AGELESS ARCHITECTURE: LESSON FROM THE HUMBLE COASTAL BEACH HOUSE

affordable sunshine coast beach house design solutions

Aside from possibly being riddled with lethal Asbestos, there is something inherently charming about the humble coastal fibre cement (FC) ‘beach shack’. Award winning Noosa architect Gabriel Poole is a man I grew up admiring and one of the people who inspired me to follow a career in architecture, he is more than familiar with the practice of ‘coastal gentrification’ after his 40 plus years designing houses on the Sunshine Coast he was quoted in the Local paper as saying

“All the people coming [to the Coast] are destroying the very beauty they came here to achieve”

his remarks referring to the all too common phenomenon in recent times of demolishing little coastal shacks in favour of Mc Mansions, he also added that “People go to a place because they love it, and then they want all the things they had back in the city, so they end up transporting the city up to wherever they thought was beautiful. Everyone is building these great enormous houses that, as far as I’m concerned, are pretty much identical and not unique to the Coast, it’s almost a bastardised international style that is coastal and modern, but very similar everywhere you go, it is not sustainable”.

It has been said by other notable local architects such as Lindsay and Kerry Clare that these little fibro beach shacks have an important role to play in the history of Queensland coastal  housing vernacular. There was an economy of construction and detail in these buildings and a restraint which is sadly not adhered to today. Over time the small scale fibro ‘weekenders’ developed their own unique identity, character and place within the Australian landscape. Both modest and modernist , austere in both plan and materials, lifted up on posts, with simple skillion or gable roofs. Commonly they were just simple single-room pavilions, separated for living, sleeping and washing.

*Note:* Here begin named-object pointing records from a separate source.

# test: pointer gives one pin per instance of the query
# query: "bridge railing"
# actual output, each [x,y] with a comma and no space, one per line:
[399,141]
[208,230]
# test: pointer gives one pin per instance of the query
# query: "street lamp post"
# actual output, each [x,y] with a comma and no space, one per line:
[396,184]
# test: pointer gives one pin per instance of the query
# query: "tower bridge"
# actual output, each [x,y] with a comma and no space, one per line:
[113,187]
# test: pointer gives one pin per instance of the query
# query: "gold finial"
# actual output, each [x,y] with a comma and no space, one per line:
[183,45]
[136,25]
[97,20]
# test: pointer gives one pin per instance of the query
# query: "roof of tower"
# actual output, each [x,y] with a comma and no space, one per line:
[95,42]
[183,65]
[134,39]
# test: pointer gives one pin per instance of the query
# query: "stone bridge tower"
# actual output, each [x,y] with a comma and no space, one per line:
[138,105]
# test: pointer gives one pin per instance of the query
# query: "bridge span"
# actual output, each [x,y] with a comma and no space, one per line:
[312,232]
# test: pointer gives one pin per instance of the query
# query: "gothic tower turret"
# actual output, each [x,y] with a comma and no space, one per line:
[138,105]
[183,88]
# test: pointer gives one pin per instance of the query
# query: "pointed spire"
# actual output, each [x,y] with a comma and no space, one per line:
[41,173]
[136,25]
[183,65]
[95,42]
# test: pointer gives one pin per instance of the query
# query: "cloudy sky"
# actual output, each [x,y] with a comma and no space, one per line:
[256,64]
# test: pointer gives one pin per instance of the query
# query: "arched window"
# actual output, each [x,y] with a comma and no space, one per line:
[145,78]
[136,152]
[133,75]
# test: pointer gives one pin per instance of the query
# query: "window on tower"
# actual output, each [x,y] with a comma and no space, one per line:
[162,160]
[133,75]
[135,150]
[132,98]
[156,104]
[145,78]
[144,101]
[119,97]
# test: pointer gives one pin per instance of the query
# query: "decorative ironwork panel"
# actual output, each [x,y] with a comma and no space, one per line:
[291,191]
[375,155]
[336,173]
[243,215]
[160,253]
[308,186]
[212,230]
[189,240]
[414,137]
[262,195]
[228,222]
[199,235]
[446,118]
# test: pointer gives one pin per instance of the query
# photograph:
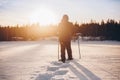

The humble nature of these little houses created a distinct identity as a community, the limited choice of materials and colour added to the character of the town and the scale of the dwellings reflected the surrounding coastal landscape. They became an intrinsic part of our history and an expression of aspirations for a relaxed lifestyle.

Contemporary coastal architecture is rediscovering the appeal and adaptability of the humble FC sheeted shack. Through a process of extracting the key principles and elements that influenced traditional buildings it is possible to deliver a new hybrid architectural language.

 

References:

Clare , & Clare, K., 1997. The Fibro Frontier. Sydney, NSW: Powerhouse Museum.

Marshall, R.,2007. Searching for a style of our own. Maroochydore, QLD: Sunshine Coast Daily.